Гр. Толстые были в родстве со старинными русскими родами: Ртищевыми, Щетиниными, Голициными, Лыковыми, Горчаковыми, Трубецкими, Волконскими и др. По отцовской линии Толстой был в родстве с художником-медальером Ф. П. Толстым, Ф. И. Толстым-американцем, поэтом А. К. Толстым. По материнской — с А. С. Пушкиным, П. Я. Чаадаевым, с декабристами С. Г. Волконским, С. П. Трубецким, А. И. Одоевским.
Будет небезынтересно отметить, что во время первого заграничного путешествия в Париж в 1857 году, к своему удивлению, Толстой встретил много родственников по материнской линии. “Представьте себе, — пишет он Т. А. Ергольской, — в Париже у меня оказалось много родни — Трубецкие, двоюродные братья мамa, г-жи Мансуровы и Мещерские, тоже двоюродные сестры мамa, и затем Хлюстины, и во всех этих семьях есть барышни, которые оказались моими кузинами. Хотя некоторые из них прелестны, но я был так занят, что редко у них бывал” (60, 175). Толстому эти встречи были особенно дороги, как память о матери, умершей, когда он был еще младенцем. В Париже, кроме родственников, он общался с русской аристократической диаспорой, например с “придворно целующим Орловым”2, вместе с которым ходил в Лувр. В дневнике 22 февраля 1857 года записал о нем: “Довез меня Орлов в театр, притворяющийся аристократ. Смешно” (47, 114).

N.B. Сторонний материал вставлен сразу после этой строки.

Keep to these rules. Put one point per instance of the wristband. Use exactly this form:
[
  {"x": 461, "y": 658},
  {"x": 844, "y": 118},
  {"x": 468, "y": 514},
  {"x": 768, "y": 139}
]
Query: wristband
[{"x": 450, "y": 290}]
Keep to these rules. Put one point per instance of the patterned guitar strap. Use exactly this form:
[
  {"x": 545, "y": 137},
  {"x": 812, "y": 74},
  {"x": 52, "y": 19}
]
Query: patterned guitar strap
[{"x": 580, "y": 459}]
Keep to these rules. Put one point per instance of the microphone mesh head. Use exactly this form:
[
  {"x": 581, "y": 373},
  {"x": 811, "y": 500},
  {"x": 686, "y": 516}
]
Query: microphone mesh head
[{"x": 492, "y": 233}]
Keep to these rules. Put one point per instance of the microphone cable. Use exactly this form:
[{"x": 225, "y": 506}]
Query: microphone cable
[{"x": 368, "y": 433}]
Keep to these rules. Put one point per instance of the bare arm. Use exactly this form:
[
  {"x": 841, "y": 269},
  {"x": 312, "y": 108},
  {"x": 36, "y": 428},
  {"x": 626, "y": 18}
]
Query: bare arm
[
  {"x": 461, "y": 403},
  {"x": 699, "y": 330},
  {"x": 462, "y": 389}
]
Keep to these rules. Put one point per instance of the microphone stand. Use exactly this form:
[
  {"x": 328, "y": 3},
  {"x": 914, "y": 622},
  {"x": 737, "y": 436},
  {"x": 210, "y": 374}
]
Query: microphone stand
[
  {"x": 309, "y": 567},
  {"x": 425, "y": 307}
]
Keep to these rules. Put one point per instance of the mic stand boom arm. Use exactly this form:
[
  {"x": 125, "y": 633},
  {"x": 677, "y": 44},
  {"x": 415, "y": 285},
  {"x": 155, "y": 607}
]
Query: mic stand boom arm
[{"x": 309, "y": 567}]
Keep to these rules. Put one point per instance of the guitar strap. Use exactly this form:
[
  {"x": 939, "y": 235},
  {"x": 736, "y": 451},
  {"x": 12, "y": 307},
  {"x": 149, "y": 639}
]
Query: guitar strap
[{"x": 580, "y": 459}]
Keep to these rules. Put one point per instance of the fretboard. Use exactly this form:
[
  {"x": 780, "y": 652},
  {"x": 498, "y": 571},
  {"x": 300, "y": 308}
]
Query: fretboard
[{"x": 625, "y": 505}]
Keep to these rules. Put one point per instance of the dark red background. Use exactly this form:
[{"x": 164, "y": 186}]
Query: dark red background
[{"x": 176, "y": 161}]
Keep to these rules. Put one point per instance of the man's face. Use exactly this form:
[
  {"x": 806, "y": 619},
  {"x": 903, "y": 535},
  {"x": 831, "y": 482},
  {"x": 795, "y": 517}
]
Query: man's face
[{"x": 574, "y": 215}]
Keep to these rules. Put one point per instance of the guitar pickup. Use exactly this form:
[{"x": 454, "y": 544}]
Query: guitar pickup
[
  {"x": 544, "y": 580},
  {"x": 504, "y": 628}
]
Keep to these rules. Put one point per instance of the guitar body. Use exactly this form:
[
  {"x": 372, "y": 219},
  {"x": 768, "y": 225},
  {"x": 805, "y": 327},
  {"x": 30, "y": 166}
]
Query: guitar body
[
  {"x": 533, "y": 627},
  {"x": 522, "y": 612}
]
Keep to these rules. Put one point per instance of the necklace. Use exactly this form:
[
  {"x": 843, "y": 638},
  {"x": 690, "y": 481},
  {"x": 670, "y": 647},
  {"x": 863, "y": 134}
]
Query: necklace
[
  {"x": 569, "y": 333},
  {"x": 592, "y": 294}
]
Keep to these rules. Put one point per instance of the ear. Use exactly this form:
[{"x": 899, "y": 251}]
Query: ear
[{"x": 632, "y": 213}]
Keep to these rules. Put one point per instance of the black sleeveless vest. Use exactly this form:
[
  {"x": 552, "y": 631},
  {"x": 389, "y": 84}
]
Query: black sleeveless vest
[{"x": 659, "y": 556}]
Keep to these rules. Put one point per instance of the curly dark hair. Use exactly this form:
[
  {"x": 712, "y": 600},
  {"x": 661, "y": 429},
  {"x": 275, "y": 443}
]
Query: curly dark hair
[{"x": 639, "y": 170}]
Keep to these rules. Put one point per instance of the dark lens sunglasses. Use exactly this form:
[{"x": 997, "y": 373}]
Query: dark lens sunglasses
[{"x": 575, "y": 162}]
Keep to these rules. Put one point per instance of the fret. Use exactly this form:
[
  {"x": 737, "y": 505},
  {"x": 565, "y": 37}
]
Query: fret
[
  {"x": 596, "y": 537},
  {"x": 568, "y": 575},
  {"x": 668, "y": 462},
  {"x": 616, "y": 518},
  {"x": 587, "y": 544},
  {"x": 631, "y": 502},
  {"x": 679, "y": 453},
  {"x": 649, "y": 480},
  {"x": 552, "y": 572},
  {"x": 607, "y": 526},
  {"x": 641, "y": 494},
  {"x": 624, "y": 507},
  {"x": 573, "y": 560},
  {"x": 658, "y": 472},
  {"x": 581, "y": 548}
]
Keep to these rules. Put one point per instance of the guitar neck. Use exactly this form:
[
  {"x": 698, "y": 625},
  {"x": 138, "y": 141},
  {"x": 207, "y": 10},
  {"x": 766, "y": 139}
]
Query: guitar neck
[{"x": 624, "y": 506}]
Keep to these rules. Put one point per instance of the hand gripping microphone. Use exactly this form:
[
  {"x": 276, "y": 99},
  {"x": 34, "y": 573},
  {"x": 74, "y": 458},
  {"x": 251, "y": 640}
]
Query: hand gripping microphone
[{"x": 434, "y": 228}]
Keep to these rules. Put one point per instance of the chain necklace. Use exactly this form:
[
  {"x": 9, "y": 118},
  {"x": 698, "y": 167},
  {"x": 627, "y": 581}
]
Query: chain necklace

В упомянутом выше отрывке Толстой пишет: “Я аристократ потому, что вспоминать предков — отцов, дедов, прадедов моих, мне не только не совестно, но особенно радостно” (13, 239). Действительно, быт помещичьей России, мир аристократического общества, семейная хроника рода кн. Волконских и гр. Толстых отражены в “Войне и мире”, в незавершенном романе из эпохи Петра I, в “Декабристах”, в “Анне Карениной”, в “Воскресении”, в “Воспоминаниях” и других произведениях. Еще Н. А. Бердяев отметил, что “по └Войне и миру└ и └Анне Карениной└ видно, как близки была его природе светская табель о рангах, обычаи и предрассудки света”3.
Далее, там же, писатель признается, что он “аристократ потому, что воспитан с детства в любви и в уважении к высшим сословиям и в любви к изящному, выражающемуся не только в Гомере, Бахе и Рафаэле, но и во всех мелочах жизни” (13, 239). О том, какое воспитание получали аристократы, можно судить по тому прекрасному образованию, которое дал кн. Н. С. Волконский своей дочери Мари. Или по тому, какое воспитание получали герои произведений Толстого: Николенька Иртеньев, Константин Левин, Дмитрий Нехлюдов… Юного Толстого в Москве всем наукам учили двенадцать учителей.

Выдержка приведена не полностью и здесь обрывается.